Libération - Chômage : « Intensifier les contrôles accroît les inégalités face au retour à l’emploi »

Novembre 2021, par Info santé sécu social

Interview

Comptage des chômeurs et des offres d’emploi, répression accrue des demandeurs… Alors qu’Emmanuel Macron a encore durci le ton dans son allocution, mardi, le sociologue Didier Demazière alerte sur les effets contre-productifs des opérations de contrôles trop standardisées.

publié le 11 novembre 2021 à 15h25

« Les demandeurs d’emploi qui ne démontrent pas une recherche active verront leurs allocations suspendues. » Dans son intervention mardi soir, Emmanuel Macron a remis sur le tapis la question du contrôle des chômeurs, accusés à demi-mot de se complaire dans leur situation, alors que le chômage baisse et que les pénuries de main-d’œuvre se font ressentir dans plusieurs secteurs. Didier Demazière, directeur du master Sociologie et pratiques managériales de Sciences-Po Paris et directeur de recherche au CNRS, étudie notamment la question du chômage. Le sociologue revient sur les questions du contrôle, du comptage des chômeurs et des offres d’emploi alors qu’un nouveau volet de la réforme de l’assurance chômage vient d’être mis en place.
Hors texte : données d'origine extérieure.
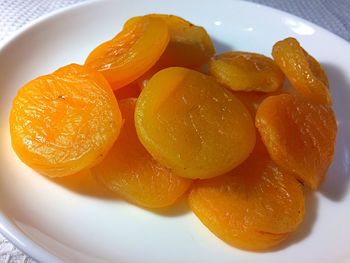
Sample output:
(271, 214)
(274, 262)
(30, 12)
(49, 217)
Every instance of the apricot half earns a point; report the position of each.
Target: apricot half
(64, 122)
(189, 45)
(299, 135)
(192, 125)
(302, 70)
(246, 71)
(255, 206)
(130, 171)
(132, 52)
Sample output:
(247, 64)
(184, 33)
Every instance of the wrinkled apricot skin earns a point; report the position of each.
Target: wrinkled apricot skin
(302, 70)
(192, 125)
(64, 122)
(130, 171)
(189, 45)
(132, 52)
(299, 135)
(254, 207)
(246, 71)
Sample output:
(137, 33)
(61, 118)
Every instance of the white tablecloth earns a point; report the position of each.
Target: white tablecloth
(333, 15)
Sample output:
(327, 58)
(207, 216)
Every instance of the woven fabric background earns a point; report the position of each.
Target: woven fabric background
(14, 14)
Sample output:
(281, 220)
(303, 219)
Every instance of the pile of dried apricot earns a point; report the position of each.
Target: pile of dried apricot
(151, 125)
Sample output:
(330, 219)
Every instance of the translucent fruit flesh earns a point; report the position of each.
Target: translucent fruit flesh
(246, 71)
(299, 135)
(132, 52)
(302, 70)
(130, 171)
(64, 122)
(192, 125)
(189, 45)
(255, 206)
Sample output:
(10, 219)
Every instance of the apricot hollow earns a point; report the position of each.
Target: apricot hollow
(299, 135)
(303, 71)
(246, 71)
(255, 206)
(132, 52)
(192, 125)
(130, 171)
(64, 122)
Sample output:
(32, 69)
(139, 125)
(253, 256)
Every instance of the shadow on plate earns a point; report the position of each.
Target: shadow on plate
(221, 46)
(337, 181)
(85, 184)
(305, 229)
(179, 208)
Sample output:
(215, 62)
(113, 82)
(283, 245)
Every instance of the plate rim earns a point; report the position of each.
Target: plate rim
(7, 228)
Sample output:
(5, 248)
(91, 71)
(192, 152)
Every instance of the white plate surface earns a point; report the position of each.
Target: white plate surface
(53, 223)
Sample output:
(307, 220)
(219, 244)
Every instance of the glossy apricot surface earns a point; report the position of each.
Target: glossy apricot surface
(299, 135)
(192, 125)
(64, 122)
(132, 52)
(131, 172)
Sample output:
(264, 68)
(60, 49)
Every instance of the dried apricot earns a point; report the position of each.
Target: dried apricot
(302, 70)
(131, 90)
(246, 71)
(64, 122)
(255, 206)
(189, 45)
(192, 125)
(299, 135)
(132, 52)
(130, 171)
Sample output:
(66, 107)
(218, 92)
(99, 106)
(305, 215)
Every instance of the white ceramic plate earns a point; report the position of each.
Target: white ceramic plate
(53, 223)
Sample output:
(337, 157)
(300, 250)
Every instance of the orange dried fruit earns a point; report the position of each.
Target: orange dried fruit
(255, 206)
(132, 52)
(64, 122)
(130, 171)
(189, 45)
(131, 90)
(253, 99)
(192, 125)
(303, 71)
(299, 135)
(246, 71)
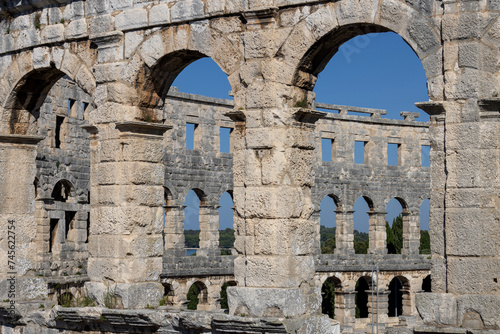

Renforcer le contrôle des chômeurs est-il une solution pour qu’ils trouvent du travail ?

Historiquement, la thématique du contrôle est à peu près absente dans les moments de dégradation de la conjoncture et d’augmentation du chômage mais elle ressort dès qu’il y a une reprise de l’emploi. Cette thématique est liée à une croyance idéologique, en partie adossée à la théorie du « job search », pour laquelle les chômeurs sont en situation d’arbitrer entre les revenus de remplacement qu’ils touchent et les offres d’emploi disponibles. Et selon cette théorie, partagée dans les milieux gouvernementaux actuels, il y aurait une part des chômeurs qui ne serait pas assez active dans la recherche, même si cette part est non chiffrée donc on peut laisser croire qu’il s’agit de la grande majorité des chômeurs.

Avec Marc Zune, vous avez d’ailleurs enquêté sur des chômeurs radiés pour insuffisance de recherche d’emploi en Belgique…

Nous souhaitions notamment répondre à cette question de l’arbitrage entre revenu de remplacement et offres d’emploi. La très grande majorité de ces chômeurs sont à la recherche d’emploi. Mais la plupart d’entre eux, qui ne sont très souvent pas qualifiés, considèrent que préparer et envoyer un CV ou une lettre de motivation n’a aucun sens puisqu’ils n’ont pas de diplômes à faire valoir ou des expériences trop hachées. Ils vont donc directement voir les employeurs pour faire valoir des compétences qui ne sont pas visibles dans des CV écrits, comme le courage, se lever à l’heure… Le problème est que la recherche d’emploi orale et informelle est difficilement reconnue par les services publics de l’emploi, qui veulent des preuves écrites. Intensifier les contrôles a ainsi comme effet d’accroître les inégalités face au retour à l’emploi, puisque les moins diplômés seront les plus sanctionnés. Cela illustre les effets contre-productifs des opérations de contrôles menées aujourd’hui, trop standardisées. Je ne dis pas que le contrôle n’a aucun sens, mais lui comme l’accompagnement devraient partir de la prise en compte des expériences des chômeurs, qui sont hétérogènes.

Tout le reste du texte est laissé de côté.